Hearts' Steven Naismith: I've got a plan of what I want to do when time comes
The 36-year-old has had a desire to move into the dugout for some time, stretching back over a decade to his playing days at Rangers. Even still, he confesses there were doubts as to how he would take to the position once he was presented with an opportunity. That opening came last month when Robbie Neilson was sacked and Naismith, the club’s B team head coach in the Lowland League, was asked to take over as caretaker for the remainder of the campaign. Four weeks, and three matches, on and the former Scotland internationalist is happy to report he remains just as determined to carve out a future in management as he was before experiencing the role properly for the first time.
“When I went into Rangers, I thought about being a coach and staying in football,” Neilson explained. “I was thinking about what I would do when I finished playing. I started asking questions and coaches would talk you through things and I loved it. As I got older I realised I wanted to be the manager and the guy in control. It had to be my way, not being a back up. It is okay when you are learning but you want to be your own man.
“From talking to the club at the time [of Neilson’s exit], there were general discussions about what happens in the summer and obviously I had a previous role. At that moment, you don’t know if you’ll enjoy it or whether you’re ready or whether you think it could or couldn’t have gone any better. That will be the part, I’ll come to the end of the season and make the right call on it. But I’ve enjoyed every minute of it so far.”

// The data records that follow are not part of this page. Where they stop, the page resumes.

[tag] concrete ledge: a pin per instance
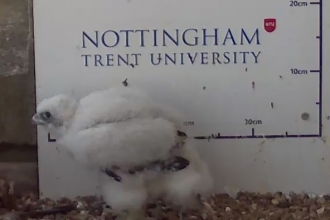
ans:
(24, 176)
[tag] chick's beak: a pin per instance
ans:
(36, 119)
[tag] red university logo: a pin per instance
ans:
(270, 24)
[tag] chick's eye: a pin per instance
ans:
(46, 115)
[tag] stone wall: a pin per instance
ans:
(18, 151)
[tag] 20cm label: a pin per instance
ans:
(253, 122)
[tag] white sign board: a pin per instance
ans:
(248, 76)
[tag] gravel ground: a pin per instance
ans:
(246, 206)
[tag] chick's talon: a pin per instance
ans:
(112, 174)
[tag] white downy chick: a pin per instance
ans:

After Naismith was handed the reins on an interim basis, Hearts chief executive Andrew McKinlay talked in glowing terms of the former Kilmarnock, Rangers, Everton and Norwich City attacker. He was adamant the Scotland coach could use his spell in charge to convince he was more than a stop-gap. However, with Saturday’s trip to face St Mirren potentially pivotal in the team’s quest to overhaul Aberdeen’s five-point lead in third, not to mention hold off the competition from rivals Hibernian just a point below in fifth and St Mirren three further points adrift in sixth, Naismith remains focused on the short-term.

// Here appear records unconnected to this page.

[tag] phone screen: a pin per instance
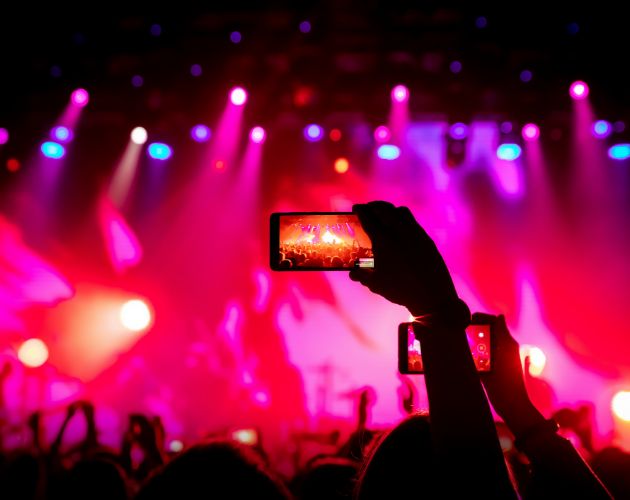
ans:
(318, 241)
(410, 351)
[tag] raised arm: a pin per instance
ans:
(557, 469)
(410, 271)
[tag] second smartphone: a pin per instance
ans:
(410, 350)
(318, 241)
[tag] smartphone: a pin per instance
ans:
(410, 351)
(318, 241)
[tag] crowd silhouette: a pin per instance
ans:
(456, 450)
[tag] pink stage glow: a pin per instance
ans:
(122, 245)
(400, 94)
(579, 90)
(80, 97)
(257, 135)
(238, 96)
(531, 132)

“I’ve not thought beyond [the next four games] but I’ve got a plan of what I want to do, whether I’m the manager here or somewhere else, whenever that time comes,” Naismith continued. “I wouldn’t say I’m frustrated but it’s tough to think it’s only this short period [at Hearts]. But I know how football works. To get opportunities you need to react and be ready and take them. It’s like being a player and someone’s injured on a Friday and you’re a young player and you get an opportunity. That’s your chance. This is very similar to that, and that’s how I see it.”
Meanwhile, Naismith has admitted Hearts did not appeal Alex Cochrane’s red card against Celtic for fear, like Aberdeen’s Graeme Shinnie, of having an extra match added to his two-game ban as punishment. He added: “The process is why we don’t appeal it. There are previous cases that have come and gone, and the consequences of them were part of the thinking. I would rather have him available than risk him missing more games.”